News / Fashion
Monday, June 22, 2009
Guy Lagache - Capital
Image: © 2009

Guy Lagache - Star Of The French Network M6's "Capital" Series

PARIS, FRANCE - When French President Nicolas Sarkozy wants a top journalist to discuss his country's business issues with, he knows he'll find quality when he turns to France's star journalist and presenter Guy Lagache. Guy Lagache is the Anchor and Managing Editor of the M6 French Network's "Capital" television show that each week broadcasts in-depth interviews and analysis about the world's financial and economic issues, with reporting that has high ethical standards for journalism. Probably one of the premiere qualities President Sarkozy admires about Guy Lagache is that like himself, Guy is not one to let key issues sit idle without some objective resolution, and he brings this quality to his "Capital" television show.

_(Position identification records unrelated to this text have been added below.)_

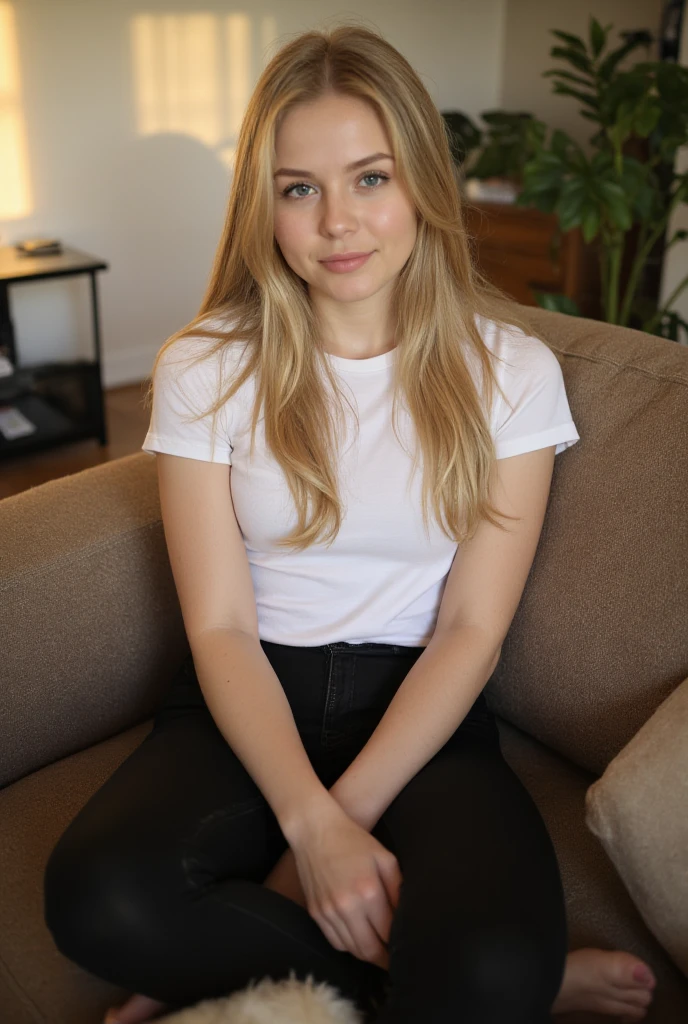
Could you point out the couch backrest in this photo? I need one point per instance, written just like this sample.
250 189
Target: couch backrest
91 630
600 637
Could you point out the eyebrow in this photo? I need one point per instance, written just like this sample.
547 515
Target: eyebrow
291 172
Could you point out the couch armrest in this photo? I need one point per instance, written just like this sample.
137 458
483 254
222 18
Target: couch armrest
91 629
639 811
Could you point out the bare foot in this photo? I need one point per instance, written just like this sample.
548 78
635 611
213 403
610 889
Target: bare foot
134 1011
603 981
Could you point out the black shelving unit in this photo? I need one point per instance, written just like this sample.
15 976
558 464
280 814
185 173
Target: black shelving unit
63 400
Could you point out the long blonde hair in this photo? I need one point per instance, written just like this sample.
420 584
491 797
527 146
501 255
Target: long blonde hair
255 298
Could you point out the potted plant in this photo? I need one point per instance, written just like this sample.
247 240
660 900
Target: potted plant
617 186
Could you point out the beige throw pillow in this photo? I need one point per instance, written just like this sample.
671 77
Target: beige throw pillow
639 811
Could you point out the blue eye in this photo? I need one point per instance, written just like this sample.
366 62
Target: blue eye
287 193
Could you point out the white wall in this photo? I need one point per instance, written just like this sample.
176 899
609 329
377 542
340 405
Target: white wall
676 262
117 125
528 41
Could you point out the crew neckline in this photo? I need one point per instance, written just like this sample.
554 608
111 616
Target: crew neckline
371 365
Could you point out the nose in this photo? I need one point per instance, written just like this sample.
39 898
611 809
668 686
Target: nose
338 215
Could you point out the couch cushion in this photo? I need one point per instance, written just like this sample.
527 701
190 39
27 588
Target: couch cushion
38 984
599 908
599 639
639 811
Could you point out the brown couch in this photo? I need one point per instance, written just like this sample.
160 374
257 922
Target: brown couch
91 631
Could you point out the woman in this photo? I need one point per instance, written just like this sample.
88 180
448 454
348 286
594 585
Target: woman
324 790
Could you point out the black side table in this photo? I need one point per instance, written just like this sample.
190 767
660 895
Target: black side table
63 400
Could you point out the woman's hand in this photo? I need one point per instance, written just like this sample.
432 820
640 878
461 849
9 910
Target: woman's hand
351 884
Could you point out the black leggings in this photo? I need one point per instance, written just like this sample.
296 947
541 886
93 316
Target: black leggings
157 885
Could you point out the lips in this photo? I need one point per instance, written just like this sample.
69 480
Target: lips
343 256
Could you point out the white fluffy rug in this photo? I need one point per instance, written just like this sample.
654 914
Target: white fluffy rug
286 1001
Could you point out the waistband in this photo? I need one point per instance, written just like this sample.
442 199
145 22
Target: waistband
343 646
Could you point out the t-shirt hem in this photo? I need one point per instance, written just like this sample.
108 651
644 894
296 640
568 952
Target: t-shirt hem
563 436
154 443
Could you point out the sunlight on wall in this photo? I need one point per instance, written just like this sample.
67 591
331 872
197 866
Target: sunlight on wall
15 198
194 74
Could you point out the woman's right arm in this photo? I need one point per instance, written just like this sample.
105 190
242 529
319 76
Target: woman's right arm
215 590
350 881
253 714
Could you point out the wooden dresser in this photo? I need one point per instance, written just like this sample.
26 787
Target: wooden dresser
516 249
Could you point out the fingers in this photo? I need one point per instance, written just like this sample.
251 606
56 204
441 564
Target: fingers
348 926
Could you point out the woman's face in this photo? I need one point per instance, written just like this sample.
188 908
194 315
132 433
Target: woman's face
325 207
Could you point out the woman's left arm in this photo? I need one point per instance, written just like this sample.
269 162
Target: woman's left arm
482 592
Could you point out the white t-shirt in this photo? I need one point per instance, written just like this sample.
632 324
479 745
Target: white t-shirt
383 578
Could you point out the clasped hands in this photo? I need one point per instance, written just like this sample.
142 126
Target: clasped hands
347 881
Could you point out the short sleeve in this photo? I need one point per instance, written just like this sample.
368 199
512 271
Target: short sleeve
182 389
533 383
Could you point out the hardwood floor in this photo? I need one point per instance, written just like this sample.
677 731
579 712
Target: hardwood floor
127 421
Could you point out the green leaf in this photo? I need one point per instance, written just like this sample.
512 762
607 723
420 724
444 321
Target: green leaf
544 201
557 303
646 120
560 143
607 67
616 204
591 222
598 37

We spoke with Guy earlier this month at the 2009 Monte-Carlo Television Festival, and had an opportunity to learn about the hard work that he puts into producing the "Capital" show each week. Lagache is totally bilingual, speaking excellent French and English, and he has a Masters in Journalism from Columbia University in New York. In addition to keeping a keen eye on the world's business issues, he is just as interested in all types of world affairs and learning everything about different cultures.

Guy said that at the height of the current financial crisis, he was asked to put together an 80 minute show about the root cause sources of the crisis problems in just 5 days. He reiterated to us that it was a topic "full of enormous complexity" and the broadcast had to be created so that it was understandable to the people of France in an evening format. As Managing Editor of "Capital", Guy Lagache has a staff of 15 reporters working on building the productions for upcoming weeks. Lagache says that each show generally take about 2 months from start to finish to complete.

The first four weeks of developing a "Capital" broadcast piece are generally spent developing the script, and also researching the episode details for accuracy. Then the crews go out and start the filming and interviews based upon the earlier research. Sometimes, Lagache says, a "Capital" show may take three months to produce if the subject matter is complex or detailed, and research is needed to confirm the accuracy for the program. When he spoke to us about a "Capital" episode that he had completed last year in Canada, it was incredible to see how well he had remembered all of the detail and facts that had gone into making the production.

When Guy Lagache has time to take a break from the hard work he puts into producing his "Capital" television show, he says he likes to go jogging and enjoys reading. His musical interests lean towards listening to Hip-Hop and Rock, and he is also an avid follower of cinema, enjoying to watch both French and American motion pictures, and following the performances of the acting community both in France and in Hollywood.